The no-conflict requirement declares that at no point in time the
possibility of an immediate conflict should exist, that is a transition
that is enabled in one Petri-net but not in the other. Formulated
in terms of messages, that there is no message that can be sent but
not received. The enforce-action module guarantees that it will always
be able to execute any incoming message on the server-component.
The two other modules present, the concurrency module and the liveness
module, literally pass through any
message. So any, possible
request from any client component will always be executed.
Hence no message exists that can be posted but not received, thus
satisfying the no-conflict requirement.
The concurrency module its main responsibility is recognizing and
interleaving critical sections. So, if we know that no component but
the concurrency module can contact the server-component, we know that
there are no races. To argument this, let us assume the inverse, that
the whole setup allows for two colliding critical sections. The only
place where this collision could happen is at the concurrency module,
because this is the only place where both critical sections
will be present at the same time. The liveness modules work separately,
hence cannot result in an incorrect interweaving of messages. The
action enforcer module comes after the concurrency module and simply
does not interleave any message, every incoming message is
simply passed through. Thus normally all critical sections should
already be serialized. Therefore, if two colliding critical sections
can occur, the fault will lie in the concurrency module. Thus, if
the concurrency module works correctly, then the interconnection of
the three modules will also be correct.
The liveness requirement states that all components should stay alive. This will be guaranteed by the interaction of the concurrency module and the liveness module. Every liveness module is responsible for keeping one component alive and because the concurrency module is, among other things, responsible for being fair with respect to liveness, all components will be alive.
IN THIS CHAPTER we have stated the assumptions we make. Firstly we assume that the core functionality of the conflicting components is compatible, secondly we assume that all components offer a Petri-net description of their concurrency behavior and that the concurrency behavior does not hide any core functionality. Thirdly we assume that a clear separation of functionalities exists with respect to the role of clients and server interfaces, and with respect to the role of every message involved in an interface.
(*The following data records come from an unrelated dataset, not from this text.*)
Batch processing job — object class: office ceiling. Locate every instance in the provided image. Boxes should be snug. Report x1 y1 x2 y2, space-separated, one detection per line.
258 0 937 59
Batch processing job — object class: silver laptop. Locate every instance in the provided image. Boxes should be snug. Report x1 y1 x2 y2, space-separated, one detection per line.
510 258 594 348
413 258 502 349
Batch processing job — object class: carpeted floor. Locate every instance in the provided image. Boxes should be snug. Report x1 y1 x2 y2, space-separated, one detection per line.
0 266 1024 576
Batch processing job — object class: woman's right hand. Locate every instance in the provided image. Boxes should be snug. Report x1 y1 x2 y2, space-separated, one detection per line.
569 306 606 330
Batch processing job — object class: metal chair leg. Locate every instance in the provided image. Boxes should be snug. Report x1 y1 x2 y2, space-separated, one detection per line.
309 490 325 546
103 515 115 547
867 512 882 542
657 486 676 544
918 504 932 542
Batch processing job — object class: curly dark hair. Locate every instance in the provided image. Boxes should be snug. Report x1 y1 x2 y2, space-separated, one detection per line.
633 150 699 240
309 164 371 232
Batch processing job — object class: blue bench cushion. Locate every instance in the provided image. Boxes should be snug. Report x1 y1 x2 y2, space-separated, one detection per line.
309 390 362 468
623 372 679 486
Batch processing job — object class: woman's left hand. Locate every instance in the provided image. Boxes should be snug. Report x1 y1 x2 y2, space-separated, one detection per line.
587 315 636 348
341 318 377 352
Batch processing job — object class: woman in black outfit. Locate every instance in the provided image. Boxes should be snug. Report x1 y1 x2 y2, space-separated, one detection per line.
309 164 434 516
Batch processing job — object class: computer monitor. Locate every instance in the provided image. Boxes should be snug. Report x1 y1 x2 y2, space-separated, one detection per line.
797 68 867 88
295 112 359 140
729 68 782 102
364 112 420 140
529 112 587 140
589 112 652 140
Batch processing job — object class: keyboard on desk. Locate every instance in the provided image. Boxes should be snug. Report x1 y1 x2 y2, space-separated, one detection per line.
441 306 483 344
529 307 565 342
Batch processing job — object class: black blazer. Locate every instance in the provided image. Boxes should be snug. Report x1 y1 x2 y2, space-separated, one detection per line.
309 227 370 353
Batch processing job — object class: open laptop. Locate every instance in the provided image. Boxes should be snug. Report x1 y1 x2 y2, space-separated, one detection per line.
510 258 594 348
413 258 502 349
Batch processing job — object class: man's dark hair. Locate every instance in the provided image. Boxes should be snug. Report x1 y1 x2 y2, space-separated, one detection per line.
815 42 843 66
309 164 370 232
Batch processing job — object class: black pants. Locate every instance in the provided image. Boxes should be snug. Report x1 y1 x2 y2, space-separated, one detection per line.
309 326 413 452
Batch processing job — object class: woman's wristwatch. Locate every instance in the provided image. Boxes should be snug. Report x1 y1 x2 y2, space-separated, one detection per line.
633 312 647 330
Messages that take part in the core functionality of a component are called logic messages. Messages that take part in the synchronization behavior are called synchronization messages.
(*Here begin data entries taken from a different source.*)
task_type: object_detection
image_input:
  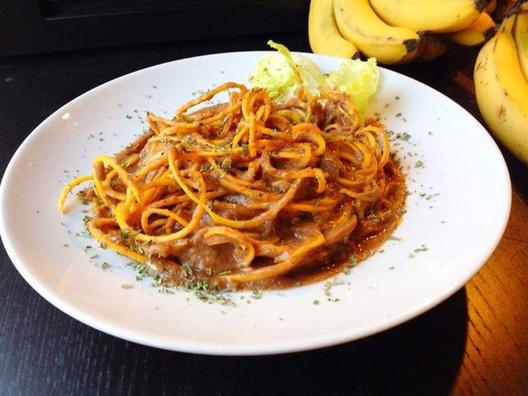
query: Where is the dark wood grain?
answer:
[0,31,528,395]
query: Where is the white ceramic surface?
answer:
[0,52,511,355]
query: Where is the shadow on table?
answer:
[125,289,467,395]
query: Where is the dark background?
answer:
[0,0,528,395]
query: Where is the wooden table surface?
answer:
[0,34,528,395]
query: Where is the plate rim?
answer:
[0,51,512,356]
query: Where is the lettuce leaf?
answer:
[328,58,379,115]
[250,40,327,100]
[250,40,379,118]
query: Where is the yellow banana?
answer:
[370,0,488,33]
[484,0,497,14]
[416,34,447,62]
[474,15,528,164]
[334,0,420,64]
[447,12,495,46]
[308,0,359,58]
[514,3,528,79]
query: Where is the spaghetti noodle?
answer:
[59,82,405,289]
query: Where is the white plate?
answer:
[0,52,511,355]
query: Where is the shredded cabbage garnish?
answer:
[250,40,379,116]
[328,58,379,115]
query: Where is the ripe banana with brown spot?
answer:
[308,0,359,58]
[334,0,420,64]
[484,0,497,14]
[416,34,447,62]
[370,0,488,33]
[447,12,496,46]
[474,15,528,165]
[514,3,528,78]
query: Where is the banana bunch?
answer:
[474,2,528,165]
[308,0,496,64]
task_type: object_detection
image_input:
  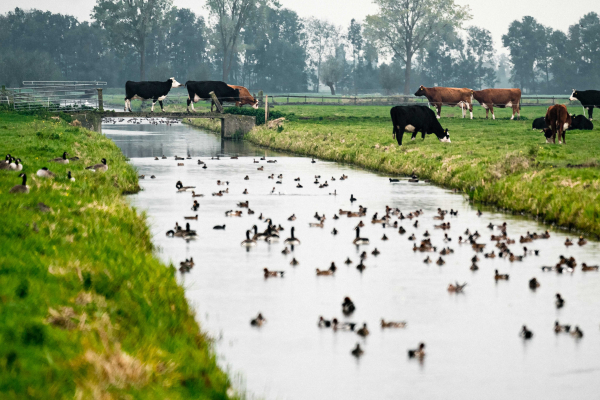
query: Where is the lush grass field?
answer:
[246,106,600,235]
[0,112,229,399]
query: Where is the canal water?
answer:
[103,122,600,399]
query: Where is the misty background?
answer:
[0,0,600,94]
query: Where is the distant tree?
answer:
[92,0,172,80]
[365,0,471,94]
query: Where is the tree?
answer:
[206,0,265,81]
[365,0,471,94]
[92,0,171,80]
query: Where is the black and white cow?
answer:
[125,78,183,112]
[569,89,600,121]
[185,81,240,112]
[390,106,450,146]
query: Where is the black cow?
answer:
[569,89,600,121]
[185,81,240,112]
[125,78,183,112]
[390,106,450,146]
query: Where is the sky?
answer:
[0,0,600,53]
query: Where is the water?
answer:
[103,124,600,399]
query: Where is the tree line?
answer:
[0,0,600,94]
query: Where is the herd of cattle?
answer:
[125,78,600,146]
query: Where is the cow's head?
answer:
[569,89,577,101]
[438,128,452,143]
[415,85,425,96]
[169,78,183,88]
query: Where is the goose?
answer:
[350,342,365,358]
[352,226,369,246]
[317,262,337,276]
[8,174,29,193]
[250,313,267,326]
[408,343,425,360]
[521,325,533,339]
[555,293,565,308]
[48,151,69,164]
[342,297,356,315]
[381,318,406,329]
[263,268,285,278]
[85,158,108,172]
[35,167,56,178]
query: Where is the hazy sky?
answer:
[0,0,600,54]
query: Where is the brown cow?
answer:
[415,86,473,119]
[544,104,572,144]
[227,85,258,109]
[473,89,521,119]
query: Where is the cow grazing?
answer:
[569,89,600,121]
[185,81,240,112]
[229,85,258,109]
[472,89,521,119]
[125,78,183,112]
[544,104,571,144]
[415,86,473,119]
[390,106,450,146]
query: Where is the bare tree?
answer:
[92,0,172,80]
[206,0,266,81]
[365,0,471,94]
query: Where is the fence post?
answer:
[96,89,104,112]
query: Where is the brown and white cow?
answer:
[473,89,521,119]
[415,86,473,119]
[544,104,572,144]
[228,85,258,109]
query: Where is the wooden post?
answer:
[209,92,223,114]
[265,95,269,124]
[96,89,104,112]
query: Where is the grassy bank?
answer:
[246,106,600,235]
[0,112,229,399]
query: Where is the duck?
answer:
[283,226,300,246]
[408,343,425,360]
[240,230,256,247]
[250,313,267,327]
[8,174,29,193]
[35,167,56,178]
[356,322,369,337]
[85,158,108,172]
[494,270,508,281]
[317,262,337,276]
[529,278,540,290]
[521,325,533,339]
[342,297,356,315]
[352,226,369,246]
[381,318,406,329]
[263,268,285,278]
[350,342,365,358]
[48,151,69,164]
[555,293,565,308]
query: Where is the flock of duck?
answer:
[155,155,599,360]
[0,151,108,193]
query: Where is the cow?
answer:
[228,85,258,109]
[544,104,572,144]
[125,78,183,112]
[390,106,450,146]
[415,86,473,119]
[569,89,600,121]
[185,81,240,112]
[472,89,521,119]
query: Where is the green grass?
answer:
[246,106,600,235]
[0,112,229,399]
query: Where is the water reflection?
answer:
[104,119,600,399]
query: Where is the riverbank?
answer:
[0,112,229,399]
[246,106,600,236]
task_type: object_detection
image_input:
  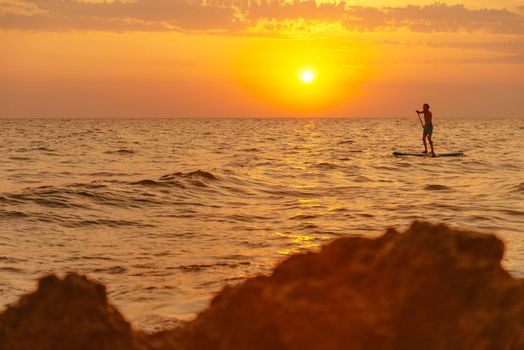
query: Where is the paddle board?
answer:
[393,152,464,157]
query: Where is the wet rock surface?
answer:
[0,222,524,350]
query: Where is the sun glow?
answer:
[301,70,315,84]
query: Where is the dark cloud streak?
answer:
[0,0,524,35]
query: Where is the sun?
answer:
[300,70,315,84]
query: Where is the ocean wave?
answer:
[104,148,136,155]
[424,184,451,191]
[160,170,218,181]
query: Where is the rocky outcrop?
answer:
[0,222,524,350]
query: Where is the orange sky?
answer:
[0,0,524,118]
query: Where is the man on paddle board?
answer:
[417,103,436,157]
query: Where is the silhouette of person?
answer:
[417,103,436,157]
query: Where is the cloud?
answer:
[0,0,524,35]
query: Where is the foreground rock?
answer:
[0,223,524,350]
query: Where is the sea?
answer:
[0,118,524,331]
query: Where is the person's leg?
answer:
[428,134,435,155]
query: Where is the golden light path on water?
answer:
[0,118,524,328]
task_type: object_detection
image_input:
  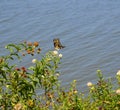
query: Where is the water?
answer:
[0,0,120,90]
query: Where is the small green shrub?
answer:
[0,42,120,110]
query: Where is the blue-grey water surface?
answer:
[0,0,120,90]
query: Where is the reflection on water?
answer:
[0,0,120,89]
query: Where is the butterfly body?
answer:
[53,38,65,50]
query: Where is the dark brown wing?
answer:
[53,38,65,49]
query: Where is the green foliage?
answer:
[0,42,120,110]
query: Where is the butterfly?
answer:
[53,38,65,50]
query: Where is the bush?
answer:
[0,42,120,110]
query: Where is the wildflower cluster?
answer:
[0,42,120,110]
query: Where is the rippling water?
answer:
[0,0,120,89]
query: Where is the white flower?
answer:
[32,59,37,63]
[53,50,58,55]
[59,54,62,58]
[116,70,120,76]
[87,82,93,87]
[116,89,120,95]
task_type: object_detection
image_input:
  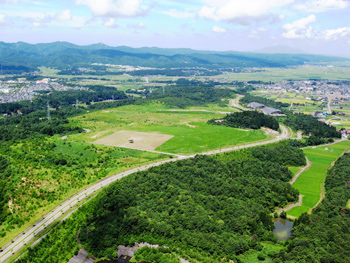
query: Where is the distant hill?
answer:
[255,45,306,54]
[0,42,350,72]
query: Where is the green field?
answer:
[69,103,270,154]
[239,241,283,263]
[287,141,350,217]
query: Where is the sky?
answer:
[0,0,350,57]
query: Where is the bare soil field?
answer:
[93,130,174,151]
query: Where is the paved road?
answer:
[0,125,290,263]
[327,95,332,114]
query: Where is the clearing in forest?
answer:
[94,130,174,151]
[288,141,350,217]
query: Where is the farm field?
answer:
[69,103,271,154]
[287,141,350,217]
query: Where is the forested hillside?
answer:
[19,145,305,262]
[274,153,350,263]
[208,111,279,131]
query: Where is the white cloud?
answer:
[76,0,149,17]
[57,9,72,21]
[324,27,350,40]
[211,26,226,33]
[103,18,116,27]
[0,14,6,24]
[0,0,22,4]
[282,15,316,38]
[33,22,41,27]
[162,9,195,18]
[296,0,350,12]
[127,22,145,30]
[198,0,294,22]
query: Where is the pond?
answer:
[273,218,294,241]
After presenting the assumptions made, we have stated the requirements of a concurrency adaptor. These are the no-conflict requirement, the no-races requirement and the liveness requirement. With these requirements in mind we explained that neither a pure formal deductive, nor a pure learning approach will work to find a solution that will satisfy all requirements. Therefore we modularized the adaptor into three modules. The first module is an enforce-action module, which will solve the no-conflict requirement. The second module is a concurrency module, that satisfies the no-races requirement. And the third module is a liveness module that satisfies the liveness requirement. Finally we have argued that, given the assumptions and the responsibilities of the different modules, the interconnection of these three modules will result in an adaptor that satisfies all three requirements. In the following chapters we will describe every module in detail.